We had the chance to play with Ramones, Black Flag, Minor Threat, Metallica, Rollins Band, and Alice in Chains.

C: What was the scene like in Raleigh, North Carolina in the 1980s?

RM: Every town has that punk rock house where bands crashed. Bands would play Raleigh and stay with us. I had a label at time, we signed bands like Subculture and NoCore, we had a scene going.

C: There was a lot of controversy over the song “Vote with a Bullet” from the Blind album. What inspired you to write that song and what was the fallout?

RM: Back then, [in North Carolina] we had Jesse Helms as a Senator. I believe he was partially responsible for the overthrow the Allende government in Chile to install [dictator Augusto] Pinochet. Helms was a terrible person and the inspiration for that song. Jesse Helms stole that election from Harvey Gannt who was the mayor of Charlotte at the time. I didn’t write it, Pepper [Keenan] wrote it I stand by what Pepper wrote. I’m not advocating murder, but when I look at the lyrics and remember what [Helms] had done, I can’t feel bad that he’s dead.

My politics haven’t changed at all, but we censored [Blind] so we wouldn’t get arrested. Nowadays, you can’t go around talking about assassinations and shit.

C: Is the original lineup the permanent new lineup for the band?

RM: C.O.C. is really a circus that keeps mutating into a new thing. I hope that other members like Karl [Agell] and Pepper [Keenan] come back and play with us, but I know that COC is really the three of us [Mullin, Dean, and Weatherman].
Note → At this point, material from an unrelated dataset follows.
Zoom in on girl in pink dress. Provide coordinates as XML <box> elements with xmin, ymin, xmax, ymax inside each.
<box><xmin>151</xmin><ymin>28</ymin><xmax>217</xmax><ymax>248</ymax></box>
C: What can we expect on the new record?

RM: The new album is a good mixture of a little of C.O.C. over the years. If you’re an old school person who was into Animosity or Technocracy, you’ll like it. If you are into Blind or Deliverance, you’ll get it as well. This could be considered a dictionary of C.O.C. We got a little bit of everything but rap or reggae. Folks who are into C.O.C. will be stoked about this record.